Desde el minuto cero se nos aplican trasquilada en nuestras nóminas vía subida IRPF;  nos suben luz, gas, agua, gasolina, servicios, cesta de la compra y un largo etcétera que sería tan largo de nombrar como las direcciones generales o viceconsejerías que existen, por ejemplo, en la Comunidad Autónoma Canaria. Y qué decir de las embajadas que tienen muchas autonomías en el extranjero, con pisos impresionantes y enchufados a mansalva. Echen un vistazo por los comedores sociales; antes los pobres se conocían y parecía que eso no iba con nosotros. Hoy en día acuden, de forma masiva, a esos centros, nuestros vecinos o amigos, quizás en breve también nosotros, y es que nos está llegando esa pobreza silenciosa a nuestra propia mesa, que nos debilita día a día.
Quiero ser optimista -por naturaleza lo soy- pero muchas veces, me imagino que a todos nos pasa lo mismo, el desánimo se apodera de mí porque veo que el esfuerzo de los trabajadores no tiene ninguna recompensa, sea monetaria o no.  Si al menos se observara un cambio de conducta en nuestros dirigentes, podríamos confiar.
La tan denostada Iglesia Católica para muchos,  a través de Cáritas, se está convirtiendo en  la única esperanza para poder llevar un plato de comida o vestimenta a los más necesitados. Hay que agradecerles la gran labor que realizan todos esos hombres y mujeres anónimos que emplean gran parte de su tiempo en el auxilio a los más desfavorecidos. Para estos la ayuda que ofrecen los diferentes gobiernos es la de mirar para otro lado; los bancos o cajas han recibido y siguen recibiendo el dinero de todos para sanearse y después “sablearnos” y recuperar todo el dinero que con su mala gestión han perdido a base de comisiones y servicios.  A los desgraciados ¿Quién los ayuda?  ¿Quién los viene a rescatar?
Miren los telediarios, lean la prensa o escuchen la radio. Sólo nos piden esfuerzo y más esfuerzo, pero no se ven los resultados y no se ven porque no se quiere ir directamente al problema que no es otro que la fastuosa y exagerada administración que tenemos, llenas de amiguismo y clientelismo político, aderezada con una burocracia desmedida y culminada por una administración judicial que es penosa y que lejos de dar seguridad al conjunto del Estado, es todo lo contrario, la inseguridad jurídica que padecemos es patente y notoria.
Mariano José de Larra, escritor, periodista y político, uno de los más importantes exponentes del  romanticismo español, acabó sus días viviendo un creciente desaliento e inconformismo ante el deterioro progresivo de la sociedad y la política española, que queda reflejado en su último artículo, “Vuelva usted mañana, y otros artículos políticos”, donde da un buen repaso a la sociedad española de la época, centrándose en la administración. Este político liberal no pudo soportar la dejadez, la falta de civismo y la holgazanería, propia de la época de la primera mitad del siglo XIX, aunque al leerlos en la actualidad, parecería que está sacado de la España de hoy.
Día que pasa, veo como nuestros dirigentes, tanto políticos como empresariales, se siguen enfrascando en luchas intestinas que no conducen a nada, distrayendo la atención con problemas insignificantes y no atendiendo a sus deberes que son conseguir una sociedad más justa, igualitaria e integradora. Las clases más desfavorecidas de este país son las que están soportando el peso de la crisis y si Larra levantara la cabeza no podría decir que estas clases son de holgazanes, nunca lo diría; sin embargo de aquellos que nos dirigen en la actualidad escribiría que el tiempo no pasa por ellos. No han cambiado.

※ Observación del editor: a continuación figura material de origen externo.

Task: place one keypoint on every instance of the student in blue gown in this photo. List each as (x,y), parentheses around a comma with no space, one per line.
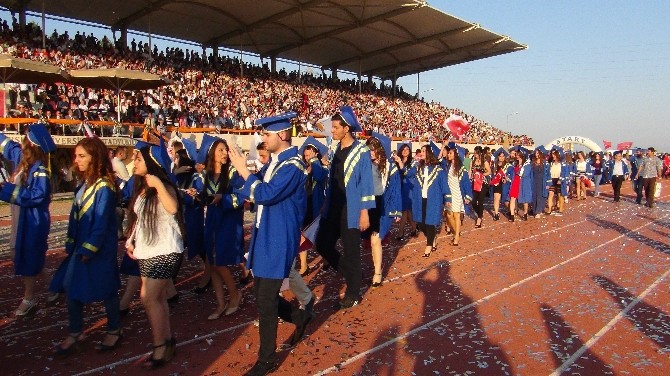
(224,234)
(29,192)
(386,182)
(92,272)
(405,155)
(156,241)
(429,194)
(314,155)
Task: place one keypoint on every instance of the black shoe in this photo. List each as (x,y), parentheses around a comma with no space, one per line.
(261,369)
(173,300)
(348,302)
(100,346)
(203,289)
(246,280)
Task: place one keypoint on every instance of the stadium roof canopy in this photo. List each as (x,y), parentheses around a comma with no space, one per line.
(382,38)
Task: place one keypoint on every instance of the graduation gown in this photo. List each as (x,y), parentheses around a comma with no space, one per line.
(357,183)
(224,232)
(33,197)
(275,242)
(92,232)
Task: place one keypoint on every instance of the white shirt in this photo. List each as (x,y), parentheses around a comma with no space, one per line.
(266,178)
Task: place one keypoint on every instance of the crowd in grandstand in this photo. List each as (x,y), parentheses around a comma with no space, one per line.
(218,93)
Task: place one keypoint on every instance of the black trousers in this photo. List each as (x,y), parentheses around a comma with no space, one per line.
(649,185)
(429,230)
(332,227)
(478,201)
(271,306)
(617,181)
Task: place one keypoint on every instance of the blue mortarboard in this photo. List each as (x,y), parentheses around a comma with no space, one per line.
(500,151)
(277,123)
(190,147)
(350,118)
(436,149)
(404,142)
(323,149)
(205,145)
(386,143)
(39,135)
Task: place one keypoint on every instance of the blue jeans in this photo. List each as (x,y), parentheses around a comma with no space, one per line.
(75,309)
(596,182)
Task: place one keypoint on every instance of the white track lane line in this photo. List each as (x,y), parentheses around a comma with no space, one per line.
(353,359)
(592,341)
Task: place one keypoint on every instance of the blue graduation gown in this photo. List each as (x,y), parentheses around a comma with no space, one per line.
(391,200)
(194,217)
(436,197)
(92,232)
(526,184)
(319,175)
(224,232)
(33,197)
(274,244)
(357,183)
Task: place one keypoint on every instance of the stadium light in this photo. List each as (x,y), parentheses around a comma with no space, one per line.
(507,123)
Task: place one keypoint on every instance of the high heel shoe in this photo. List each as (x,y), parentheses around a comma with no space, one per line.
(63,352)
(376,284)
(153,363)
(230,310)
(100,346)
(203,289)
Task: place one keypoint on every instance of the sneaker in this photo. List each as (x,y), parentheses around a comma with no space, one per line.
(348,302)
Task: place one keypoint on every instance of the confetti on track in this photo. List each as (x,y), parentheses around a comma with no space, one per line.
(586,293)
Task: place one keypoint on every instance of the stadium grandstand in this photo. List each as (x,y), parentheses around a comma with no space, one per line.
(373,39)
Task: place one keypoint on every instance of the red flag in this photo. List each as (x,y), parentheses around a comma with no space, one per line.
(457,125)
(624,145)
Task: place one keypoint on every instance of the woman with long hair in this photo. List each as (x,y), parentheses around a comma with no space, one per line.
(480,174)
(459,191)
(538,186)
(92,272)
(386,182)
(500,181)
(224,235)
(597,169)
(428,196)
(29,192)
(405,155)
(156,241)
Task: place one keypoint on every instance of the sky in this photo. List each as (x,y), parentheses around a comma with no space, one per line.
(596,69)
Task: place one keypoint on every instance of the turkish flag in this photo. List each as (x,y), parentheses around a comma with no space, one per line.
(624,145)
(456,125)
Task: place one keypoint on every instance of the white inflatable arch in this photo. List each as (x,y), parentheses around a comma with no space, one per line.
(575,140)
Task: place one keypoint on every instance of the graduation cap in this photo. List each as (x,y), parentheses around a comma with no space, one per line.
(190,147)
(350,118)
(404,142)
(500,151)
(541,149)
(39,135)
(205,146)
(323,149)
(277,123)
(436,149)
(386,143)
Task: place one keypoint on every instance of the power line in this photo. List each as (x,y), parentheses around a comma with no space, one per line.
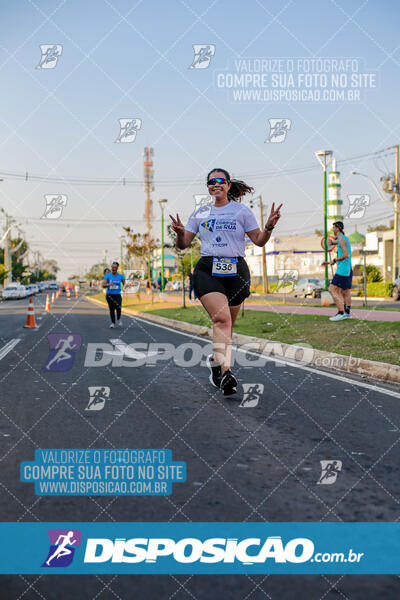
(123,181)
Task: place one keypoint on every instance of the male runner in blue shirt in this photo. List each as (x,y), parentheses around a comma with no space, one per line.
(113,282)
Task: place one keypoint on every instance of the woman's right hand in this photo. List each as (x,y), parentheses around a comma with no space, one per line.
(177,226)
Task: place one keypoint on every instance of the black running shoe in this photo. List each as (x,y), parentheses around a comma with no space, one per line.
(215,371)
(228,383)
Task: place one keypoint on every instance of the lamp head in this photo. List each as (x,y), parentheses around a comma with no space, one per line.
(324,157)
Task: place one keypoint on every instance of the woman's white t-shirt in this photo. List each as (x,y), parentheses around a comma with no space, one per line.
(222,229)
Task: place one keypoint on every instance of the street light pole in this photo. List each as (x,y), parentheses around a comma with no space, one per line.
(324,157)
(264,257)
(162,203)
(396,218)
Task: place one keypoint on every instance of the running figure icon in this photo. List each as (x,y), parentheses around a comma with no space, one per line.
(62,346)
(62,550)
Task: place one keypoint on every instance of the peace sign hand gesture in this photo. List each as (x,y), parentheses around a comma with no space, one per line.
(274,216)
(177,226)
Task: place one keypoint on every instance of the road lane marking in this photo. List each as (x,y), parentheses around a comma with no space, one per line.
(282,361)
(8,347)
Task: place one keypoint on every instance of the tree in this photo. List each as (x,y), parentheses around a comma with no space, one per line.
(141,245)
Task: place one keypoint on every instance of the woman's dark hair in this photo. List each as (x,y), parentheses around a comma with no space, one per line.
(238,188)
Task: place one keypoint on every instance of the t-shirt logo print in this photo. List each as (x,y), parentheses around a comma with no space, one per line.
(209,225)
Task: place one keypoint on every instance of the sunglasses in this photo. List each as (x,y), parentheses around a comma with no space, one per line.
(220,180)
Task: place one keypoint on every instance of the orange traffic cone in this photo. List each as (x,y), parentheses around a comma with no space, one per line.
(30,317)
(47,307)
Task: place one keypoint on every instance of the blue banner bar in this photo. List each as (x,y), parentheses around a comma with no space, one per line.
(205,548)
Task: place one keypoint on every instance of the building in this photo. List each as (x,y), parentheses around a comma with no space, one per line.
(303,254)
(170,263)
(379,249)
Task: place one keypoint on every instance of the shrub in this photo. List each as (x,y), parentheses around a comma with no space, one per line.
(379,289)
(373,273)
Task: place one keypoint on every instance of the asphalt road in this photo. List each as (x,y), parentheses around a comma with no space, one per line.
(244,463)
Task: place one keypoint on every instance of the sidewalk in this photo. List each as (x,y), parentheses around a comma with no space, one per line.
(365,314)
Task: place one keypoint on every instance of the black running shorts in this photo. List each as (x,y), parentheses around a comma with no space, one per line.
(236,287)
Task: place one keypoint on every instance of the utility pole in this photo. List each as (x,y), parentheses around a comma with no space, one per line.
(396,218)
(148,188)
(7,253)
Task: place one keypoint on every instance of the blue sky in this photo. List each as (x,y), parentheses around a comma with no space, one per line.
(126,59)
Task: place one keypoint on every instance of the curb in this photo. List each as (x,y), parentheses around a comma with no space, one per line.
(300,354)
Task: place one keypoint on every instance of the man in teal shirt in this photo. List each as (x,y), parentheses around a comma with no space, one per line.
(113,282)
(340,287)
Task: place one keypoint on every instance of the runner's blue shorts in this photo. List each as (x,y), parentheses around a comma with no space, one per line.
(235,288)
(342,281)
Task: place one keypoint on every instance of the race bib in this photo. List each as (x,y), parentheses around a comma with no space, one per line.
(224,267)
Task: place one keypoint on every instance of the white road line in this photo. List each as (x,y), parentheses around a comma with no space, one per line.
(289,363)
(8,347)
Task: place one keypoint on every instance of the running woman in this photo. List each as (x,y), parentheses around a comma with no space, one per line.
(340,287)
(113,282)
(221,278)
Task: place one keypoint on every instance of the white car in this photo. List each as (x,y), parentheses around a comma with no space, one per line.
(14,290)
(29,289)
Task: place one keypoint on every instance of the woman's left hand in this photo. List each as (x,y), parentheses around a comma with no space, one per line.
(274,216)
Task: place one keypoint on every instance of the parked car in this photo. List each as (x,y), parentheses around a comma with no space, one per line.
(396,289)
(14,290)
(309,287)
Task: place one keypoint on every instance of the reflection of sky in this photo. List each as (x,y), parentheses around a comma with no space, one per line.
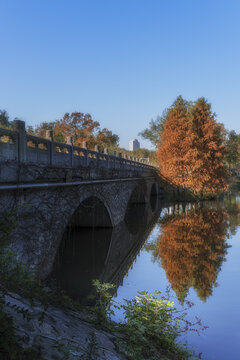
(221,312)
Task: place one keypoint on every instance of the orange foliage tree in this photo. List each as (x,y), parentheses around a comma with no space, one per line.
(192,247)
(190,152)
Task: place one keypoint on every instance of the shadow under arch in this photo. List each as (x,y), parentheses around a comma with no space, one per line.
(83,249)
(153,197)
(92,212)
(134,215)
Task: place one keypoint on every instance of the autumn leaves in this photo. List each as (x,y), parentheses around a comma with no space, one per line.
(191,151)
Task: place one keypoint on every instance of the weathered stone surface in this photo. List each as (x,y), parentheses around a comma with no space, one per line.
(43,213)
(63,333)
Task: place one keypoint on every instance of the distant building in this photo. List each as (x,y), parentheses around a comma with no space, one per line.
(134,144)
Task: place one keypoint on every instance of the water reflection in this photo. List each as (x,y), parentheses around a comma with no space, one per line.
(88,253)
(192,244)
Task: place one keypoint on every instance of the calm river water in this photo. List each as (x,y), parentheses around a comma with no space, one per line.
(193,250)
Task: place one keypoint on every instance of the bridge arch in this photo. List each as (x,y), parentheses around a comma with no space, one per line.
(91,212)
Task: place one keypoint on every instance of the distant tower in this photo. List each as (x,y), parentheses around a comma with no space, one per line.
(134,144)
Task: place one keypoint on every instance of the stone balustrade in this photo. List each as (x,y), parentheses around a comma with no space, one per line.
(17,145)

Afortunadamente no hay mal que cien años dure, ni cuerpo que lo resista, aunque el mal que tenemos instaurado en nuestra clase política y por ende trasmitido a buena parte de nuestra sociedad va camino, si no lo remediamos, de convertirse en un cáncer de difícil curación. Esperemos que se dé con la cura, aunque esta sea vía quirúrgica y con efectos secundarios.
VEGUEROS S.M. “¡Trabaja y calla! Ese el lema del nuevo orden laboral que se está imponiendo en España”.